Il paraît que notre société est dirigée par des élites, des gens qui sont, selon les dictionnaires, meilleurs que les autres, les plus remarquables d’un groupe, d’une communauté. Il y a une élite intellectuelle, une élite politique et une élite culturelle. C’est le gratin, la crème, la fine fleur, ceux qui sont hors du commun, les distingués, les éminents. En un mot : nos supérieurs en tout. « Dans une société, ceux qui ont des lumières, de l’aisance et de la conscience, ne sont qu’une petite élite » proclamait Hippolyte Taine, penseur libéral du 19e siècle. Le mot clef dans cette affirmation c’est l’aisance. Les élites ne sont pas des gens « au revenu modeste ». Quant à la conscience il faut se demander : la conscience de quoi ?
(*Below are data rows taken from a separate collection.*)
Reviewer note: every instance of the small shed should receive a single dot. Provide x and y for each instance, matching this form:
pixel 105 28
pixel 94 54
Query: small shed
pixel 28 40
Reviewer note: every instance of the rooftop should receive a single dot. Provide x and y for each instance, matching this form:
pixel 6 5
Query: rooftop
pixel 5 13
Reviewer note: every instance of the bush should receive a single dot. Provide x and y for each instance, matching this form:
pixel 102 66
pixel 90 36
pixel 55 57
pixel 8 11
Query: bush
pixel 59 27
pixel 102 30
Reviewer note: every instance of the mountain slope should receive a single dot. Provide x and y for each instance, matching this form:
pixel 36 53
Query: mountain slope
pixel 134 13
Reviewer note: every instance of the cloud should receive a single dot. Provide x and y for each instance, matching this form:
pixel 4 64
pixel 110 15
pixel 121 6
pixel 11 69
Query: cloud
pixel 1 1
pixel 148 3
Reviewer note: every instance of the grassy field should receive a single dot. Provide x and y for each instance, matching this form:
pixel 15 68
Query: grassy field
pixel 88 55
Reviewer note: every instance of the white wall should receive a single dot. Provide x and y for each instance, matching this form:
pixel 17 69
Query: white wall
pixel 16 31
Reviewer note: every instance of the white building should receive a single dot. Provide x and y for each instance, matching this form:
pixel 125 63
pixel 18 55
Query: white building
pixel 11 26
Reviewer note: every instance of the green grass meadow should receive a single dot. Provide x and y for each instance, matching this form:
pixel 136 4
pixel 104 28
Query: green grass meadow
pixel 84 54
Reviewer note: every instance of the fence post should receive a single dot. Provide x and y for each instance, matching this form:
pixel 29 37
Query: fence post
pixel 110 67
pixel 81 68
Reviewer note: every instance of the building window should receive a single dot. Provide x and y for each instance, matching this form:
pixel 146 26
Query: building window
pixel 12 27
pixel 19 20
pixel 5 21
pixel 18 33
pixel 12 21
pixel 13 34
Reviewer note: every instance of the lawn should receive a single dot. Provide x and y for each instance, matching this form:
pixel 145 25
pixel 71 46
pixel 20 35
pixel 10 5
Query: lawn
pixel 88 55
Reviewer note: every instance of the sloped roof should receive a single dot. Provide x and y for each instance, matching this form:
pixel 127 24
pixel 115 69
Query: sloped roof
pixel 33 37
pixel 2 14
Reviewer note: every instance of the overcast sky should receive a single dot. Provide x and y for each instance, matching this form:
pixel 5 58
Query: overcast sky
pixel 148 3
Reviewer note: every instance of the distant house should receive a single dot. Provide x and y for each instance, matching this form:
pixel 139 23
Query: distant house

Si les élites dirigent la société en général et sa culture, il importe de savoir comment et par quoi les élites sont produites et qu’est-ce qui leur permet de nous diriger ? Car on n’est pas meilleur par naissance. Ou est-ce au contraire toujours le cas ?
La théorie des élites légitime et réconforte évidemment ceux qui se considèrent appartenir à l’élite. La question sociale, l’existence des classes sociales est ainsi évacuée. La démocratie (bourgeoise, parlementaire) est toute relative dans ce schéma : elle nous permet de choisir parmi les élites.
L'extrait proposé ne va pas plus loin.